Abizaid, who is testifying before the panel this morning, is of Lebanese heritage and was nicknamed “the mad Arab” at West Point before rising to lead Central Command from 2003 to 2007. The posting gave him responsibility for U.S. military operations in 20 countries, from Egypt on his western flank, through the Persian Gulf, to South and Central Asia, to the eastern corner of Kazakhstan. If confirmed, Abizaid would also be tasked with helping the State Department orchestrate the establishment of a Middle East Strategic Alliance. The bloc, dubbed the Arab NATO, will require a detente in an ongoing diplomatic feud between Saudi Arabia and Qatar, the tiny Gulf state that hosts the CENTCOM headquarters where Abizaid served for four years.

“I think he shares a lot of our concerns about Saudi Arabia’s support for political repression and for Salafist causes around the region,” Murphy said, referring to the jihadists inspired by the form of Islam predominant in Saudi Arabia.

Saudi Arabia’s historic ties to the same ideology as that of some of the world’s most dangerous terrorist groups is just one challenge Abizaid would face as ambassador. His diplomatic appointment would come with a smaller area of responsibility than his CENTCOM role, but Saudi Arabia’s prominence in the region means he’d confront a thicket of rivalries and alliances, in addition to a fraught relationship between the Trump team and Congress.
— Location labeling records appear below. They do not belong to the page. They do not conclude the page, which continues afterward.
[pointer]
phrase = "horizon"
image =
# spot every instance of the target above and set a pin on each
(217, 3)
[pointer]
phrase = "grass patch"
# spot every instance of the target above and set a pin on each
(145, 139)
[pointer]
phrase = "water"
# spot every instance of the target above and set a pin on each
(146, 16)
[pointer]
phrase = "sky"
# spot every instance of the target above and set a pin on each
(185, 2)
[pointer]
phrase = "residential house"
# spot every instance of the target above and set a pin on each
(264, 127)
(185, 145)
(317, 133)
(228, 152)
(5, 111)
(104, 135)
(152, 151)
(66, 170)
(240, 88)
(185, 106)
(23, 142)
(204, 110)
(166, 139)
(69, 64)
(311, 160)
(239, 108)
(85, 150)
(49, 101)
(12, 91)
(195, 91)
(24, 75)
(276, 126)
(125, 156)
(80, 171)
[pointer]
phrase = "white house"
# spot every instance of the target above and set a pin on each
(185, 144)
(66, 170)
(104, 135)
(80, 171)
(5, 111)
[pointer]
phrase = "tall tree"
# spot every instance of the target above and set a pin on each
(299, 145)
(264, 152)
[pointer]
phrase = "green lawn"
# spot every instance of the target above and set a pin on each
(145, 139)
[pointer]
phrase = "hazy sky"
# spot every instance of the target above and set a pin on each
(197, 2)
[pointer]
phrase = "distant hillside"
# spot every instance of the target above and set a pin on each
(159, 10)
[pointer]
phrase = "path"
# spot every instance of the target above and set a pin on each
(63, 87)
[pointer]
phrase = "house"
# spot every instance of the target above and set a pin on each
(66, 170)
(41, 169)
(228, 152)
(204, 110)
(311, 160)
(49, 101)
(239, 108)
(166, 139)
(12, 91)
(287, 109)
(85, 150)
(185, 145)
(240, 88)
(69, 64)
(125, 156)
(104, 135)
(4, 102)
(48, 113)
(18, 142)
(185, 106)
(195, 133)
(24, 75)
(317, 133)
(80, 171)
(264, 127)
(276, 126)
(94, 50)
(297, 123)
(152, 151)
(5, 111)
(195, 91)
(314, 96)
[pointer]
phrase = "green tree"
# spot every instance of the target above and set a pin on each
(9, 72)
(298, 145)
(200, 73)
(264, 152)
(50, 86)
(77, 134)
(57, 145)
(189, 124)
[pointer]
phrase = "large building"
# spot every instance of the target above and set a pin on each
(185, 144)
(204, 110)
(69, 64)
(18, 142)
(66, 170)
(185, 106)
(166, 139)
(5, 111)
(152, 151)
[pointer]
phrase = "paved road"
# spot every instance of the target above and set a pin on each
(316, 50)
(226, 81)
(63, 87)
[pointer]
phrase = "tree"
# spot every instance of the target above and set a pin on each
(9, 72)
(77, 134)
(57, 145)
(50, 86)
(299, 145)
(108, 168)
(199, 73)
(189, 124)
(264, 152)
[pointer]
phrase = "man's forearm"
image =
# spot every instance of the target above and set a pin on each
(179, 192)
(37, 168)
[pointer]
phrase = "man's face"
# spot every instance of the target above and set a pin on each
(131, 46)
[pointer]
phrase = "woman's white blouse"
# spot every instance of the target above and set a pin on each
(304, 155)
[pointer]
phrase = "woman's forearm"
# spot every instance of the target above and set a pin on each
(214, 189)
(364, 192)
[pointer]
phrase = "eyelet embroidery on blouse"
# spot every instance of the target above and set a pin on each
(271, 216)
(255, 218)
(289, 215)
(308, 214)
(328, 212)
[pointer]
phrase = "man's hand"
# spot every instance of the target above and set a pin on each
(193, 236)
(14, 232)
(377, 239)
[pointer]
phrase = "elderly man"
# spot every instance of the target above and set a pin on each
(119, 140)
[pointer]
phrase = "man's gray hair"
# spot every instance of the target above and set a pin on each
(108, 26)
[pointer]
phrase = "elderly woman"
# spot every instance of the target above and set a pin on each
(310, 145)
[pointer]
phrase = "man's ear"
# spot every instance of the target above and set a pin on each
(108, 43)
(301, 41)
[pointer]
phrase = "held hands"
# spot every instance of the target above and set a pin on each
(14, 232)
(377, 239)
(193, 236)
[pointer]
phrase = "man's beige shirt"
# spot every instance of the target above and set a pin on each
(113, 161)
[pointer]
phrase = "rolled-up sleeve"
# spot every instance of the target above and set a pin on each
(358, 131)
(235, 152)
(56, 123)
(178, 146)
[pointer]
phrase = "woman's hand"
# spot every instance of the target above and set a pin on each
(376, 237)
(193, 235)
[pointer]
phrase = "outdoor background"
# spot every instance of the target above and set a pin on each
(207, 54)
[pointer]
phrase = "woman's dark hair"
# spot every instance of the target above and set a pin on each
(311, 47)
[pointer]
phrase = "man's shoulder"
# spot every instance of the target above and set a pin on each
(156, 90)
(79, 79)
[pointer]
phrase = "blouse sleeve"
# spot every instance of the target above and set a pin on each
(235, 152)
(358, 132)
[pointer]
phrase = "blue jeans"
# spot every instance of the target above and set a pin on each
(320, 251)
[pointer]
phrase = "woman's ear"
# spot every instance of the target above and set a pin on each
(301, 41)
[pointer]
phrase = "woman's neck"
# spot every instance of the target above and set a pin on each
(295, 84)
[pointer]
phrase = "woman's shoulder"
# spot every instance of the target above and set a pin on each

His hearing takes place just two days after the committee hosted administration officials to explain the refusal to submit a proper report on Saudi Arabia’s violations of the Global Magnitsky Act, a federal law targeting human rights violators that senators invoked last year after Khashoggi was murdered inside the Saudi consulate in Istanbul, Turkey.

“It was insufficient and not terribly satisfying,” Sen. Mitt Romney, R-Utah, told reporters Tuesday. “We need to learn a lot more.”

[Opinion: Crown Prince Mohammed has learned nothing from Jamal Khashoggi’s killing]

New Jersey Sen. Bob Menendez, the committee’s top Democrat — who has accused the administration of refusing to require “full accountability” for the murder by not imposing any sanctions on Crown Prince Mohammed bin Salman — dismissed the hearing as a disaster.

Chairman James Risch said the committee is working to craft legislation that will force the president’s hand in the Khashoggi case, in part because of how the hearing unfolded. “There are many paths forward and we did discuss, at some length, the pros and cons of the various paths,” Risch told the Washington Examiner. “And I’m not ready to outline those yet, but we’re working on it.”

That dispute could foreshadow a tough confirmation hearing, but not if Murphy has his way.

“I hope that it doesn’t turn into a litigation of all of our complaints about the president’s policy towards Saudi Arabia, in part because we need to get General Abizaid on the ground as soon as possible,” he said.